With so much hype and mis-direction on how to lose belly fat what advice do you take?
When you decided that you wanted to drive, you took the necessary actions to make that happen. i.e you sat for your drivers licence, you took driving lessons. And with patience, practice and time you passed and you successfully earned your drivers license. The same concept applies if you want to lose belly fat. Spot reduction is a myth, but that’s another in depth topic we will cover in anther post with proven studies. But,
What you can do right now, that’s right – today is make a decision. Small simple changes in your every day routine can help you lose belly fat.
Below are some simple little tricks you can do to help you lose weight all over. (Hint- it has been proven that the first place you will lose weight is around your belly) . Stick to these simple guidelines for 2 weeks and you will see that to lose belly fat isn’t as difficult as you may have thought.
You will find that these small foundational changes in your daily habits are a healthy exchange for your body.
1. Get focused. This is your mental exercise. Baby steps first – dedicate a day to yourself and sit down with pen and paper (or coloured pens) and make notes. What type of notes? This is the fun part. Start to write down how you will feel when you have lost the belly fat. Describe in detail what it feels like to be thin around the belly and describe the feeling you have when you look into the mirror each morning and all you see is a slender new you. Put your thoughts down on paper. (Hint: You must write in the present tense. i.e. I feel fantastic now that I am wearing my size 6 jeans and there is no sign of a muffin top. I feel great now that I have a flat belly). You are planting seeds. This process will be very beneficial later on.
2. If you catch the bus, train or subway, get off a few stops earlier than your original destination. If you drive to work try and park your car a few extra blocks further away from your office. This routine will force you to get that a little extra work out for the day. (Hints: If you work in an office male or female, take an extra pair of shoes with you and change them when desired) (makes walking easier).
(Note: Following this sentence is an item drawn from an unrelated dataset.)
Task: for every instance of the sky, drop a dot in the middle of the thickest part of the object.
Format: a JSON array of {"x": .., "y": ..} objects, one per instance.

3. What are you drinking during the day? Water, tea, coffee, fizzy drinks? Gradually swap green tea for coffee and swap water for fizzy drinks. You should try and drink at least a couple of litres of water a day. At first you will notice you want to go to the toilet a lot. The reason for this is because your body hasn’t been hydrated for a long time. (that is if you have been avoiding water). Once your body becomes hydrated this feeling with subside and slowly, slowly you will enjoy drinking water. (Hint: If at first you can’t drink plain water squeeze a little lemon or lime. Also if you are drinking tap water, you may not like the taste- switch to bottled water, you will notice a substantial difference)
4. Are you eating 5-6 small meals a day? You may want to split your meals up into smaller meals and spread them out throughout the day. This will help with your metabolism and fat burning. Be mindful of what you are eating. Take some time and evaluate what your daily food input is. Are you eating fried foods? You may want to opt for grilled, steamed or boiled foods and notice the difference in your belly.
5. Eat your larger meal at lunchtime. This way you will have plenty of time to digest and try and eat too late. You don’t want to consume the larger meals at night because this will in turn lead to excess energy stored which means that will turn to fat.
6. Take the stairs instead of the lift. You want to move your body as much as possible. It won’t take you any more time than if you were waiting for the lift to come down from the top floor. You will probably get there sooner as well. This will give you a boost of cardio vascular activity. Short boosts of energy.
Six simple steps to get you closer to lose belly fat. What about diet and what about exercise you may ask, let’s just take one small step at a time. We will reveal in detail articles about diets and exercise. For now we concentrate on simple steps.
With these simple six steps, proper nutrition and exercise you will discover that losing belly fat wasn’t that difficult at all.